The purpose of this study was to investigate the inhibitory effect of antibacterial substances produced by probiotic lactic acid bacteria (LAB) against biogenic amines-producing bacteria and the influence of culture conditions on the antibacterial activity of bacteriocin and organic acid. The bacteriocin solutions of Lactobacillus plantarum FIL20 (64 AU/ml) and Lactobacillus paracasei FIL31 (128 AU/ml) showed strong antibacterial activity against Serratia marcescens CIH09 and Aeromonas hydrophilia RIH28, respectively. And the lactic acid contents in the cell-free culture supernatants (CFCS) obtained from FIL20 and FIL31 strains were $107.3{\pm}2.7mM$ and $129.5{\pm}4.6mM$, respectively.

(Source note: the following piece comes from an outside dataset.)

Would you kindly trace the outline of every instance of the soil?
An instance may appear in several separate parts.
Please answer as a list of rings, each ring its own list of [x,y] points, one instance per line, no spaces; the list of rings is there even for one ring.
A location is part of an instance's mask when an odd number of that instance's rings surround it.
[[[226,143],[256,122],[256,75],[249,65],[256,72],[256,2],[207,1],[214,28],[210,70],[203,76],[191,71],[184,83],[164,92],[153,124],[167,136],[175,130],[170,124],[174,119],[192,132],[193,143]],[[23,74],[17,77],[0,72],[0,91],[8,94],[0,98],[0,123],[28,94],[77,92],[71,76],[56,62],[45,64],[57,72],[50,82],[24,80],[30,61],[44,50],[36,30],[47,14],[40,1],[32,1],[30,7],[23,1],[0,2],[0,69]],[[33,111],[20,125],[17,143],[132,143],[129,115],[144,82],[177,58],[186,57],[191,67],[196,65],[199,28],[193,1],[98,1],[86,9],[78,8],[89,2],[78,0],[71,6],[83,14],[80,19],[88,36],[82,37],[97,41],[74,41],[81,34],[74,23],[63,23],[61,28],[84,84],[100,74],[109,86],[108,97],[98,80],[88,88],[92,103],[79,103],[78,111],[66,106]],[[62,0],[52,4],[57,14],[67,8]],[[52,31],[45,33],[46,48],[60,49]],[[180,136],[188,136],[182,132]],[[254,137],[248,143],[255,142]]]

Therefore, the bacteriocin solution (200 AU/ml) and the CFCS ($200{\mu}l/ml$) produced by L. plantarum FIL20 and L. paracasei FIL31 significantly (P < 0.05) decreased the bacterial numbers and histamine and tyramine production ability of S. marcescens CIH09 and A. hydrophilia RIH28. The amounts of histamine and tyramine produced by the CIH09 strain under conditions of low initial pH (5.0) and incubation temperature ($15^{\circ}C$) was significantly reduced by treatment with bacteriocin solution and CFCS obtained from L. plantarum FIL20. In addition, the bacterial counts and biogenic amines contents of CIH09 strain were significantly decreased (P < 0.05) when sodium chloride (5%) or potassium nitrite (200 mg/g) were mixed with the antibacterial substances of L. plantarum FIL20. Consequently, the bacteriocin and organic acid solution of L. plantarum FIL20 and L. paracasei FIL31 can be used as a biological preservation to effectively control the production of biogenic amines by the application of hurdle technology.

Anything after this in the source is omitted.